Mengapa Manusia Mudah Gemas dengan Kucing? Ini Penjelasan Ilmiahnya

Anatasia Anjani - detikEdu
Senin, 06 Des 2021 13:45 WIB
gambar kucing realistis
Foto: Haruki Kudo/Bored Panda/Ilustrasi Kucing
Jakarta -

Apakah kamu suka gemas dengan tingkah laku dan kelucuan kucing? Ternyata ada alasan ilmiah mengapa otak manusia tidak bisa menahan kelucuan kucing, lho.

Pada tahun 1940, ahli zoologi Austria dan ahli etologi Konrad Lorenz menyebutkan ada beberapa ciri-ciri tertentu yang termasuk ke dalam sisi imut (yang menyebabkan kucing menggemaskan).

Ciri-ciri tersebut adalah kepala besar, dahi tinggi, mata besar, hidung dan mulut kecil, dan pipi tembam.

Karakteristik dengan ciri tersebut juga dikenal dengan kindchenschema atau kinderschema.
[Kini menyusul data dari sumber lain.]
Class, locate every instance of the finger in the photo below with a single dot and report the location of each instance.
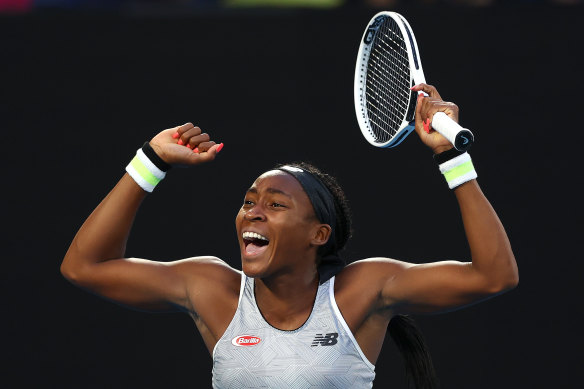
(204, 146)
(211, 153)
(182, 129)
(447, 107)
(197, 139)
(429, 89)
(188, 134)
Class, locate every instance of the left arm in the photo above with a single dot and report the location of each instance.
(440, 286)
Maksudnya adalah bentuk kelucuan yang bisa diterjemahkan dalam bentuk bayi.

Jika melihat karakteristik imut dan lucu seperti yang disebutkan, maka ketika melihat bayi yang baru lahir dan memiliki karakteristik itu, otak secara tidak langsung akan memaksa kita untuk merawat bayi tersebut.

Nah, hal tersebut tidak hanya terjadi pada bayi manusia. Melainkan juga pada bayi binatang. Otak akan mengenali kinderschema pada bayi binatang.

Tidak hanya itu orang juga dapat mengenali hal lucu pada benda mati dengan karakteristik tersebut.

Bayi kucing atau bayi anjing sendiri sering diasosiasikan sebagai binatang terimut. Hal ini terlihat dari cat eye maupun puppy eye.

Kemudian pada tahun 2014, kelompok riset dari University of Portsmouth menemukan jika anjing secara aktif lebih sering mengangkat alis dan melebarkan mata mereka.

Perilaku tersebutlah yang dikenal sebagai puppy eye dan manusia kesulitan untuk menolak kelucuannya.

Dengan puppy eyenya, anjing akan lebih cepat menemukan rumah barunya dibandingkan mereka yang tidak mengeluarkan jurus maut kelucuannya.

"Studi kami menunjukkan bahwa gerakan wajah anjing telah berevolusi sebagai tanggapan terhadap preferensi manusia untuk karakteristik seperti anak," tulis pemimpin studi Bridget Waller yang dikutip dari laman CNNIndonesia.

Hal tersebut juga terjadi pada saat manusia melihat bayi panda.

"Berbeda dengan anjing yang dibiakkan menjadi lucu, panda adalah binatang yang lucunya tak disengaja. Seperangkat fitur yang kebetulan mengaktifkan aww-spot di otak kita," tulisnya.

Menurut Waller, kepala besar, hidung pesek, dan ilusi mata hitam yang besar akan merangsang sirkuit otak yang berhubungan dengan interaksi dengan bayi manusia.

Nah, itulah alasan ilmiah mengapa manusia seringkali gemas pada kucing. Sekarang sudah paham kan, detikers?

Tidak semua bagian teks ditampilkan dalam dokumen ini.